Enlace Judío México e Israel.- En una entrevista con The Daily Mail, Alice Frank Stock recuerda haber visto a los guardias de las SS llevar al líder nazi al edificio, “aterrorizado … de que alguien intentaba matarlo”.

Una mujer judía en Gran Bretaña que cumplió 101 años esta semana describió lo que era vivir en el mismo edificio de apartamentos que Adolf Hitler en la década de 1930 en Munich antes de que ella y su familia tuvieran que huir de Alemania para evitar la persecución.

La centenaria Alice Frank Stock le dijo a The Daily Mail que a pesar de vivir a solo unas puertas del líder nazi en Prinzregentplatz, rara vez lo veía, generalmente cuando entraba al edificio.

“Lo vi una o dos veces volviendo a casa también. Su auto se detenía.

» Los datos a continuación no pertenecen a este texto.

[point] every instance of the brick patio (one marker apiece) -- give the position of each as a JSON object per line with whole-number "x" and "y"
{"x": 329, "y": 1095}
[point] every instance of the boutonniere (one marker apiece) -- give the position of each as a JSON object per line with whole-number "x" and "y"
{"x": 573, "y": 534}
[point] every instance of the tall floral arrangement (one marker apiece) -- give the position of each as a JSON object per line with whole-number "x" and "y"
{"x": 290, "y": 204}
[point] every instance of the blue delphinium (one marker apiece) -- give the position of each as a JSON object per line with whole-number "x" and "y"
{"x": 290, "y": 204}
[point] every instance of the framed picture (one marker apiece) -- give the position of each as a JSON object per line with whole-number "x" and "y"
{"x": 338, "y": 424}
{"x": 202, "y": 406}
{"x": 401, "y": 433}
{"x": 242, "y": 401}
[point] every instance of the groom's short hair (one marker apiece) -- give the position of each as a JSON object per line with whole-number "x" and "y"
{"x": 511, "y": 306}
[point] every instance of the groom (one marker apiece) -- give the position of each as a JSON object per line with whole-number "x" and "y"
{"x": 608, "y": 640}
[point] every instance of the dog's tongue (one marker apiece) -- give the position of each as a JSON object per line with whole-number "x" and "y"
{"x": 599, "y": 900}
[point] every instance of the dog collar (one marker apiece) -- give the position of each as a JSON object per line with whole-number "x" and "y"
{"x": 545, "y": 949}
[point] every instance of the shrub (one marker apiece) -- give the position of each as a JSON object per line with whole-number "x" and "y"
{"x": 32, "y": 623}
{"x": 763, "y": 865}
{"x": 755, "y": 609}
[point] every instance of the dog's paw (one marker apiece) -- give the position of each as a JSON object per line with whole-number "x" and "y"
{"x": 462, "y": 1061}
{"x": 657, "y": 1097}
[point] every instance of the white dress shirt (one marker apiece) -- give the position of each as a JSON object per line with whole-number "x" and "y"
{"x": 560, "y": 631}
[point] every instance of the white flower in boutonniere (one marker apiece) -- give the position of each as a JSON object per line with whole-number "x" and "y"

Dos hombres de las SS salían y se paraban a cada lado y él se apresuraba hacia la casa, obviamente aterrorizado de que alguien intentara matarlo”, recordó.

“Nunca hablé con él”.

Ella describió cómo el cocinero católico de su familia, a quien describió como “muy anti-Hitler”, dijo una vez que Hitler “debería ser ahorcado”, aterrorizándola.

“Nos llevarás a todos a un campo de concentración”, recordó Stock advirtiéndole.

Stock también recordó haber visto sacar un ataúd del edificio y pensar que pertenecía a la sobrina de Hitler, Geli Raubal, quien vivía con él y se suicidó en su departamento.

“Escuchamos muchos [rumores], del cocinero y otros. Vimos que se sacaba un ataúd de la entrada”, dijo.

“Creo que una sobrina de Hitler vivía allí y luego murió. Se especuló sobre cómo y cuándo murió. Creo que era cierto que se sacó de allí un ataúd y que era una mujer. Pero nunca hubo confirmación, y no se podía hablar abiertamente “.

Hablando con The Bristol Post, describió su “encantador apartamento, con cuatro o cinco habitaciones, un gran salón y un comedor”.

“El salón era muy grande y teníamos dos pianos de cola”.

“Éramos judíos y una vez que los nazis llegaron al poder le pidieron a mi padre que se jubilara”, dijo Stock, describiendo cómo tuvo que ir al Reino Unido a los 17 años porque, como judía, no podía asistir a la universidad en Alemania.

“Mis padres se quedaron en Munich y conseguí un trabajo en Londres, pero luego la situación en Alemania empeoró. El día después de la Noche de Cristal [Kristallnacht], una amiga de mis padres los llamó diciendo que se habían llevado a su esposo a un campo de concentración”.

Se las arregló para obtener un permiso para que sus padres se reunieran con ella en el Reino Unido (tuvieron que vender un valioso violín para recaudar las £ 1,000 necesarias para un permiso) justo antes de que estallara la guerra en 1939.

Stock iba a trabajar para la BBC y la OCDE, donde conoció a su esposo, Roy Macdonald Stock.

Cuando The Daily Mail le preguntó qué le diría a Hitler si pudiera hablar con él, respondió que “no querría hablar con él porque mis sentimientos serían demasiado fuertes”.